Brabham BT46B, znany szerzej jako „Fan Car”, to jeden z najbardziej kontrowersyjnych, a zarazem genialnych technicznie bolidów w historii Formuły 1. Jego historia to doskonały przykład tego, jak sprytne wykorzystanie luk w regulaminie może stworzyć maszynę tak dominującą, że zostaje zakazana… po jednym zwycięstwie. To właśnie ten samochód, zaprojektowany przez Gordona Murraya i wspierany przez samego Berniego Ecclestone’a, pokazał, że czasem wystarczy jeden szczegół, by odwrócić układ sił w całej stawce.
BT46B był rozwinięciem modelu BT46, który zadebiutował w sezonie 1978 i korzystał z potężnego silnika Alfa Romeo V12. Jednostka ta była mocna, ale ciężka i miała tendencję do przegrzewania się. Głównym rywalem Brabhama był wtedy Lotus 79, który korzystał z rewolucyjnej aerodynamiki typu ground effect – generującej docisk przez tunelowy kształt podwozia i uszczelnienie przepływu powietrza przez specjalne fartuchy.
Gordon Murray, nie mogąc efektywnie zastosować pełnych kanałów Venturiego ze względu na objętość silnika V12, postanowił rozwiązać problem inaczej. Tak powstała koncepcja samochodu z… ogromnym wentylatorem zamontowanym z tyłu. Oficjalnie miał on służyć do chłodzenia silnika, ale w praktyce zasysał powietrze spod podłogi, tworząc gigantyczny efekt przyziemienia i dosłownie przyklejał samochód do asfaltu.
Brabham BT46B zadebiutował podczas Grand Prix Szwecji 1978 na torze Anderstorp i od razu zrobił piorunujące wrażenie. Niki Lauda, mistrz świata i lider zespołu, nie tylko wygrał wyścig – zrobił to z absolutną pewnością siebie, ledwo się pocąc, podczas gdy rywale walczyli o przyczepność. Samochód był nie do pokonania – stabilny w zakrętach, niezwykle szybki w szybkich sekwencjach i zdolny do jazdy z pełną mocą bez nadmiernego zużycia opon.

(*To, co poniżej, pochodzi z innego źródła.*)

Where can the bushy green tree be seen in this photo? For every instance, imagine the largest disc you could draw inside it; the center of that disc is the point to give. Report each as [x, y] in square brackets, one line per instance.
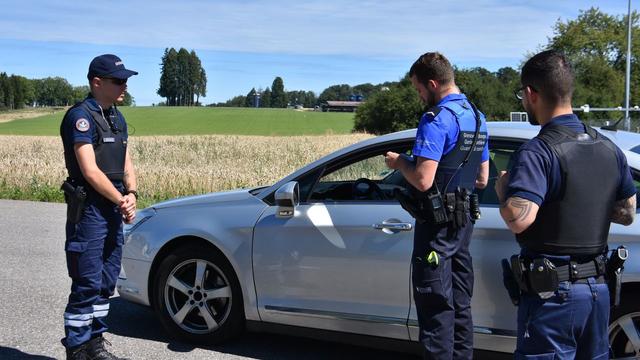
[396, 109]
[596, 44]
[278, 96]
[265, 98]
[250, 100]
[182, 79]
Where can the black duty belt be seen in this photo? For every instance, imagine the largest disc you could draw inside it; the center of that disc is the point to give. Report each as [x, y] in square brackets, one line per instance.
[574, 271]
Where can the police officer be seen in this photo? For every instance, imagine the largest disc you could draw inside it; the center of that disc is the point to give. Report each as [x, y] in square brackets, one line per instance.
[101, 193]
[561, 193]
[450, 156]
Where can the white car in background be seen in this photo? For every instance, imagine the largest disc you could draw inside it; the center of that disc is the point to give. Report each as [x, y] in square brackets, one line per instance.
[327, 250]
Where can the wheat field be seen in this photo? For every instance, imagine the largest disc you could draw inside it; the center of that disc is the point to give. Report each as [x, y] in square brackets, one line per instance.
[32, 167]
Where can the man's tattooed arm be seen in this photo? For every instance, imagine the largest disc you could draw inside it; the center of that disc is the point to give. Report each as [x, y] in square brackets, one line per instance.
[518, 213]
[624, 211]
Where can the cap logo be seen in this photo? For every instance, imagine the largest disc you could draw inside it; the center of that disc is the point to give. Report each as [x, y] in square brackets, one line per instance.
[82, 125]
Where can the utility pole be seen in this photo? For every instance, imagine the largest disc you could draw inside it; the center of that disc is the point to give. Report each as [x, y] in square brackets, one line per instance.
[627, 120]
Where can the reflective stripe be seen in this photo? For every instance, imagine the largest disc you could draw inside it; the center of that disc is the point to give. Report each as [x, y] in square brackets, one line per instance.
[100, 307]
[77, 323]
[100, 313]
[70, 316]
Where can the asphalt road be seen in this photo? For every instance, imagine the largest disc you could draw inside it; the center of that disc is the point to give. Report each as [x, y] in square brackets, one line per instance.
[35, 285]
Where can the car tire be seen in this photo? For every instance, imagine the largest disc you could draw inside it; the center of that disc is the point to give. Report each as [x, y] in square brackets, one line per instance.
[624, 329]
[197, 296]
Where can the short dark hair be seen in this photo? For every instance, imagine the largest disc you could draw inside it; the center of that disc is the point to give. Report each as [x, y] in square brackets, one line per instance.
[432, 66]
[551, 75]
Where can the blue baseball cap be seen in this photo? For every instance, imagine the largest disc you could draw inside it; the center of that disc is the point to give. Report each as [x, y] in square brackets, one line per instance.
[108, 65]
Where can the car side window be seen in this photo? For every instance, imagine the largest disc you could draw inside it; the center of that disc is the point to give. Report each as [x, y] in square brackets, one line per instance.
[636, 181]
[500, 155]
[364, 179]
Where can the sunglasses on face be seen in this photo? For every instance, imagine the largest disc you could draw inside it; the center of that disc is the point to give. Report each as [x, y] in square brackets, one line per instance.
[116, 81]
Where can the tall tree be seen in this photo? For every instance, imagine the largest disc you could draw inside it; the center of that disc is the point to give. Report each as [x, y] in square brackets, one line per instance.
[250, 100]
[169, 77]
[265, 98]
[278, 96]
[596, 44]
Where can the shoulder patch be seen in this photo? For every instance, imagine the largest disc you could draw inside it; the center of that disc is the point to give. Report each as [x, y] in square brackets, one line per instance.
[82, 125]
[433, 112]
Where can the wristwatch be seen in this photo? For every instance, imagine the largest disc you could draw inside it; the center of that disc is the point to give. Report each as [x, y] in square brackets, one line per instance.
[135, 193]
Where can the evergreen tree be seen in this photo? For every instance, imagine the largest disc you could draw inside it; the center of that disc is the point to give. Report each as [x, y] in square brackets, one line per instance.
[250, 100]
[265, 98]
[278, 96]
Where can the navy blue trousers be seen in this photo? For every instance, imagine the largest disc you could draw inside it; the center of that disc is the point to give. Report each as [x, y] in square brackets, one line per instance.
[442, 293]
[94, 252]
[572, 324]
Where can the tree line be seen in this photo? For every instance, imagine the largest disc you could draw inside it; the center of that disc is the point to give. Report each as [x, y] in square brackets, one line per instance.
[183, 79]
[276, 96]
[595, 43]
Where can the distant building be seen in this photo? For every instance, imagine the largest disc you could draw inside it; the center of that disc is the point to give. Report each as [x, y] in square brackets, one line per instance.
[345, 106]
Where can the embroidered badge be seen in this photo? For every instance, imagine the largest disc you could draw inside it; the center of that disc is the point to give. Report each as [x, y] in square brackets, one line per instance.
[82, 125]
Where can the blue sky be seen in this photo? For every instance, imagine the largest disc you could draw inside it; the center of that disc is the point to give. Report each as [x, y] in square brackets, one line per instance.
[247, 43]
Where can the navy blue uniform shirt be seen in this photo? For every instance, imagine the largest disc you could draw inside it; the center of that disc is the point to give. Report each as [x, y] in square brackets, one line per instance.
[79, 127]
[534, 172]
[437, 135]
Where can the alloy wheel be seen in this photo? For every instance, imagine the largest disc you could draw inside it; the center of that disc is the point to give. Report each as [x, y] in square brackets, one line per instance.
[624, 336]
[198, 296]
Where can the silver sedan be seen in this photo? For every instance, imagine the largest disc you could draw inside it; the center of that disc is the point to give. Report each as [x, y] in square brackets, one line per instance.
[328, 249]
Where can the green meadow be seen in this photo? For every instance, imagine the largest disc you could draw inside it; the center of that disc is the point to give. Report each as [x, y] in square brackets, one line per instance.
[145, 120]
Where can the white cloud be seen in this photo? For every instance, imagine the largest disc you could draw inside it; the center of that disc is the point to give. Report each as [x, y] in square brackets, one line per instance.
[483, 29]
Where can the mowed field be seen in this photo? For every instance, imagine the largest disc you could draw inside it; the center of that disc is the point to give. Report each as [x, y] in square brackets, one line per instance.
[171, 164]
[146, 120]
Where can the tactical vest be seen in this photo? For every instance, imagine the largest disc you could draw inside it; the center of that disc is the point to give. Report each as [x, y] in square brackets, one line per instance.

Reakcja konkurencji była natychmiastowa. Zespoły, przerażone potencjałem Brabhama, natychmiast zaprotestowały. Choć konstrukcja była zgodna z przepisami – wentylator oficjalnie służył chłodzeniu – presja była tak ogromna, że Bernie Ecclestone zdecydował się wycofać samochód z dalszych startów, zanim FIA zdążyła zająć stanowisko. Oficjalnie zespół ogłosił, że rezygnuje „dla dobra sportu”.
W efekcie BT46B pozostał jedynym bolidem w historii F1, który wygrał każdy wyścig, w którym wystartował – czyli dokładnie jeden. Zwycięstwo Laudy w Szwecji przeszło do legendy, a sam samochód został natychmiast owiany aurą mistycyzmu i geniuszu. Jego wentylator, który w czasie jazdy wyrzucał z tyłu kurz, żwir i drobinki gumy, był nie tylko funkcjonalny, ale i spektakularny.
Technicznie BT46B to mistrzostwo inżynierii – dowód na to, że nie zawsze trzeba zwiększać moc silnika czy zmieniać geometrię zawieszenia, by zdobyć przewagę. Czasem wystarczy zrozumieć, jak powietrze zachowuje się wokół samochodu – i mieć odwagę, by zasysać je jak odkurzacz.
Dziś Brabham BT46B to kultowy symbol Formuły 1, w której kreatywność i technologia mogły prześcignąć politykę – przynajmniej na jedno popołudnie. To bolid, który pokazuje, że geniusz inżynierski może wyprzedzić epokę, nawet jeśli tylko na chwilę. A jego legenda żyje dalej, przypominając, że w F1 czasem najwięcej osiąga się nie przez ewolucję – lecz przez rewolucję.